Half a million people call these vertical communities home as recent problems show need for investment
Toronto's highrises are home to half a million people and the state of these buildings — the bulk of which were built in the 1950s to late 1970s — is under scrutiny after high-profile problems have left thousands scrambling to find somewhere to stay.
This week, the City of Toronto ordered the water, heat and power shut off at 280 Wellesley St. E. so the apartment building could be thoroughly inspected. The shutdown lasted more than 48 hours.
But Michael Plante, who had to hike 25 flights up to his apartment, was not complaining.
"Well, they're inspecting the equipment, which is a good thing — a stitch in time is worth nine," he said. "I'll manage while they fix the equipment and make sure everything is okay."
Resident Tom Park also took the shutdown in stride.
"Well, with the recent problems with the other buildings, I think they are coming in here just to make sure we don't have the same problems," he said. "It's preventative maintenance. It's an inconvenience, but better than us having to move out because of an electrical fire."
Last month, about 1,000 tenants in a neighbouring highrise at 260 Wellesley Street E. were without power for more than three days after a water pipe burst and flooded the building's electrical room.
Last August, at 650 Parliament St., an electrical fire in the basement caused extensive damage that's left 1,500 residents still unable to return to their homes.
The city has ordered inspections of highrises in St. James Town starting with these three apartment buildings.
Mark Sraga, director of investigation services for Municipal Licensing and Standards, said his officers along with investigators with Toronto Fire Services and the provincial Electrical Safety Authority conducted the audit.
"So those buildings are owned by the same ownership group. So we're first and foremost focusing on those buildings, because we've identified there's some commonality of issues in the three buildings," said Sraga.
And while these three buildings are undergoing scrutiny, the safety audits highlight a larger concern about Toronto's aging residential towers — and not just in St. James Town.
There are more than 1,000 "vertical" neighbourhoods in the city — some now approaching 70 years old and in need of renewal.
"We've looked to identify what other buildings in the city that meet a certain vintage of building where these problems may be more prevalent," said Sraga.
Under the city's RentSafeTO program — an apartment building standards bylaw enforcement program that began last year — Sraga said his officers have the authority to inspect all apartment buildings taller than three storeys with ten or more units.
"We will go in and do an evaluation of that building based upon 20 different areas and we look at cleanliness, elevator functionality, cleanliness in the hallways, the lobbies, the doors to the exterior, if intercom systems are all functional and working and if the grounds are maintained," he said.
Often superficial problems, such as a lack of cleanliness, could mean bigger problems with the electrical system or safety infrastructure, he said.
"When we identify a building that fails its evaluation and is not in fact being maintained, then we will do what we call a complete audit of that building," he said.

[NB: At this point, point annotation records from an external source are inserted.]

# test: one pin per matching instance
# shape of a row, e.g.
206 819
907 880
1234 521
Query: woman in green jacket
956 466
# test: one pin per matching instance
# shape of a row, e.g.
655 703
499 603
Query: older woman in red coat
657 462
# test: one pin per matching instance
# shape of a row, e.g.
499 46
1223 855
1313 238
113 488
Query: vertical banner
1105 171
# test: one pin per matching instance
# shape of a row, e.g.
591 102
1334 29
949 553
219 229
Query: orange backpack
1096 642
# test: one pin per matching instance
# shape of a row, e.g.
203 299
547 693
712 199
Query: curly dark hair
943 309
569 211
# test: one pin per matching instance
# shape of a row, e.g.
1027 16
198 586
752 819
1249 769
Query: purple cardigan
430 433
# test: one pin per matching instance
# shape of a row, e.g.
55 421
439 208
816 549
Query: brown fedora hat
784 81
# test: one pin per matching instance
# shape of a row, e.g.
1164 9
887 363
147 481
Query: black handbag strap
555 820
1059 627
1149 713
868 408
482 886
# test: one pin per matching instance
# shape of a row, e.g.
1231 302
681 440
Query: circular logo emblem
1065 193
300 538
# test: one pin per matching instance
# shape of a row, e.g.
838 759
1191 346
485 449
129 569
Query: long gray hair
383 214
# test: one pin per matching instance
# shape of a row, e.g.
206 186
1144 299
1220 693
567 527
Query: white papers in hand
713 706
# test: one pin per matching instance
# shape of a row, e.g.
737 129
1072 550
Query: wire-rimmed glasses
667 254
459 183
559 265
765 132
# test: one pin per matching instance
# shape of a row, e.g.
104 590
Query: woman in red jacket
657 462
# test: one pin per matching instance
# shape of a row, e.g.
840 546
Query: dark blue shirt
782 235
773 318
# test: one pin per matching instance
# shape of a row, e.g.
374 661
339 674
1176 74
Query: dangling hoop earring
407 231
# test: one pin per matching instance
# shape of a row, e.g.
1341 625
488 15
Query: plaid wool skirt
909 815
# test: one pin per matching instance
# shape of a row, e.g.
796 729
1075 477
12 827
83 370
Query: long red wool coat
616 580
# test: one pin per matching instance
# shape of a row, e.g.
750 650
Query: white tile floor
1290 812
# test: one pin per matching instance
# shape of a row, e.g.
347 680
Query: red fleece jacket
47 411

During that audit, his team will inspect and service electrical rooms and closets, sometimes accompanied by staff with the Electrical Safety Authority, who may also go in separately.
But with 30 bylaw officers to cover more than 3,500 apartment buildings, Sraga said they have to prioritize.
"We look at all our records and cross-reference our records to say, 'here's a group of buildings that nobody's really been in to look,' and go ensure those buildings are being properly maintained and operating and so there's no risk of catastrophic failure," he said, adding there are a relatively small group of operators that are red-flagged.
"Yes, we have completely negligent building owners. We have some building owners that want to do the right thing, but don't know how to do it and they need help from us to get there. And then of course we have the ones that lead by example and they're the responsible building owners," he said.
The penalties under the Provincial Building Code Act for negligent building owners are a maximum $50,000 fine on conviction for a first offence and can go up to $100,000 for subsequent convictions, he said.
Graeme Stewart is an architect with E-R-A Architects who is a passionate advocate for saving Toronto's aging stock of highrise buildings. He's helping to lead a national initiative called Tower Renewal — to re-invest and rejuvenate this vital housing stock.
"Today we talk about there being a shortage of affordable rental housing. It was the same in the late '50s and early '60s," he said, adding that same formula of private investment and public incentives needs to happen now if Toronto's highrises are to be saved.
Stewart said city bylaws and standards are necessary, but also said finance programs and education are needed to show what a retrofit should look like and how to do it.
"The challenge is it's just incredibly expensive and there's not a lot of market rationale for it," he said. "You can't just rely on the private sector to fix it. The costs are too high. And the only way they would do it is if they could raise rents, which is something that we certainly don't want to see happen."
And the time to do it is now, he said. Stewart estimates that as much as 50 per cent of the housing stock is aging and near the end of its first life cycle.
"We could be in real trouble if this [St. James Town] is our canary and we start seeing dozens and hundreds of buildings begin to fail," he said. "We could be in trouble as a region because we just cannot afford to lose this housing. And you can't build your way out of this. You couldn't replace this housing."